When both partners in a couple own a home, should they keep both when they marry or sell one?
A popular regular feature in Good Times magazine is “Your Questions,” where Olev Edur provides answers to questions from our readers regarding their rights, personal finance, and estate planning. Here’s one on whether to sell a home or to rent it out.
Q. I’m 70 and widowed, and I’ve been in a relationship for the past year with a widow who is about my age. We’re talking about getting married and moving in together. She would sell her house and we’d live together in my house (it’s a bit bigger and in a better location). But is this a good idea from a tax perspective? We know we’d lose the ability to have two tax-exempted properties, as we have now, and she’d have to invest her money and pay tax on the earnings. The way the stock markets have been lately isn’t encouraging, and meanwhile, house prices are still rising here in Ottawa. We want to be together, but it seems the deck is stacked against us. What would you suggest?
A. One of the cardinal rules of life is to follow your heart, so let’s assume that you’ll be moving in together no matter what. The question then is: How do you minimize the potential negative financial effects?
You’re right about losing access to a second source of tax-free growth (your partner’s house) if you move in together, and your comments about stock growth versus house value increases are well-taken. So the next logical question is: Does the house really need to be sold? Do you need the cash, or can it wait?
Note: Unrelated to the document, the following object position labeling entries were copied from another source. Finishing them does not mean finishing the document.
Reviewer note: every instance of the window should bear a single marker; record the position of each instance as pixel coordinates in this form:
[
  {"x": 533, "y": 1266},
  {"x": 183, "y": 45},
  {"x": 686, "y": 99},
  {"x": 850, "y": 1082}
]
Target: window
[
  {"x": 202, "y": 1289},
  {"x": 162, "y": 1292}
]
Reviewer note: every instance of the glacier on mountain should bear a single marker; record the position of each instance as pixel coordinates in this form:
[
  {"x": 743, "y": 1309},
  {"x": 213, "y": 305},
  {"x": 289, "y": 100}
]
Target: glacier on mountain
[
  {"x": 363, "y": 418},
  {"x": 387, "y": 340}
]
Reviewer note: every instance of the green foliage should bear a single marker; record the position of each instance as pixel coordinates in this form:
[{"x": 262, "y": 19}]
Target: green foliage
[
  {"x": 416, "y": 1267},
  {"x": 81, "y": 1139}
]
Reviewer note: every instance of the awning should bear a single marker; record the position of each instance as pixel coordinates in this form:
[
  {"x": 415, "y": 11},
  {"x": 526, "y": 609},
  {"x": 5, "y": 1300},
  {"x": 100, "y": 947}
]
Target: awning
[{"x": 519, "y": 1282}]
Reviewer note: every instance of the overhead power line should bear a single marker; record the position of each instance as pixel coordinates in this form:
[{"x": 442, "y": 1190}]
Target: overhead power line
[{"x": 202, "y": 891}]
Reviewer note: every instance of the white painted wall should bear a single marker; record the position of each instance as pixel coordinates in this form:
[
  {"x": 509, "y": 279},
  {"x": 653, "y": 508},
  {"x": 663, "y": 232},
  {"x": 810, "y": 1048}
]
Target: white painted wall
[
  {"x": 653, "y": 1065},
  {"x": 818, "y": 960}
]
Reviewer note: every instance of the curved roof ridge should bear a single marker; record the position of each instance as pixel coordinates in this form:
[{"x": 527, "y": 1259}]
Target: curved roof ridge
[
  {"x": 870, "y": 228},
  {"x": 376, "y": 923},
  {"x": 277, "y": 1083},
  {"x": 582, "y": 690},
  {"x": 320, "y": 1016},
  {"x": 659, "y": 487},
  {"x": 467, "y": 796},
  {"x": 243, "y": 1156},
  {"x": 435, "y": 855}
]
Rather than taking your chances on those volatile investment markets or investing in two per cent GICs that may be taxed to almost nothing, perhaps your partner could keep the home and rent it out. Vacancy rates are low nationwide and rents have been rising everywhere; according to a December 2018 Padmapper.com report, the average cost of a two-bedroom apartment in Ottawa was $1,560 a month, or almost $19,000 a year. A house could generate considerably more.
By keeping the house, you’d still benefit from any future growth in value and, although that growth would become taxable after your partner moves out, the after-tax result could still be well above the returns from those GICs. On top of that, you’d have the rental income. If you don’t want the hassles, you can hire a reputable property manager to take care of it all for you (for a fee that is tax-deductible).
If, however, you’d rather sell—perhaps there are additional considerations—then you’ll have to brave the markets or else settle for lower returns. If neither of you is an experienced investor, then you’d probably be best served by hiring an independent (that is, fees-only) financial advisor to guide you through the labyrinth of investment planning.